Whose house lost the most value?

Pub date December 23, 2008
Writersfbg
SectionPolitics Blog

HPIfullres122208a.jpg
Text by Sarah Phelan

Produced by First American CoreLogic, using the real estate industry’s home price index, this map is not a pretty sight, despite the pretty colors.

It shows that California remains the clear leader nationwide, in terms of highest home price depreciation.

Prices in California have declined 28.3 percent annually.

Nevada, Arizona, Florida, Rhode Island, Wyoming and Hawaii are the next top losers, in order of percentage loss.

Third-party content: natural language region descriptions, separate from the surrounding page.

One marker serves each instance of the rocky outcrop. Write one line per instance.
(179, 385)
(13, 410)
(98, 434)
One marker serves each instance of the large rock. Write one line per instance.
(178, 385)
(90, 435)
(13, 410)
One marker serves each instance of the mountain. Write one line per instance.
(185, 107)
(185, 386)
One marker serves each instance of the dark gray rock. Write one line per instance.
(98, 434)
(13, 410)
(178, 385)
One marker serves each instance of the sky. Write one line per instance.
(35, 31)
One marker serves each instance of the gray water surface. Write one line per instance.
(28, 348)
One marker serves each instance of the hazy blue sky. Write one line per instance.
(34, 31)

Only three states show price increases: West Virginia, South Dakota and Texas.

These states account for only 13 percent of the US population.

Within California, the biggest losers are Salinas, Merced, Stockton, Riverside, San Bernadino, Ontario, Vallejo, Fairfield, Oakland, Fremont and Hayward, Modesto and Bakersfield (losses of around -29 and -28 percent.)

So, while it’s true that San Francisco home prices have not taken such a huge beating, so far– an average -16.28 percent loss, since last year–it’s worth remembering that much of the city’s workforce lives in the East Bay and the Central Valley.

In other words, the bigger regional hurt is probably a more accurate way of predicting and estimating the wider negative economic impacts that are still headed our way, like a tsunami, gathering offshore.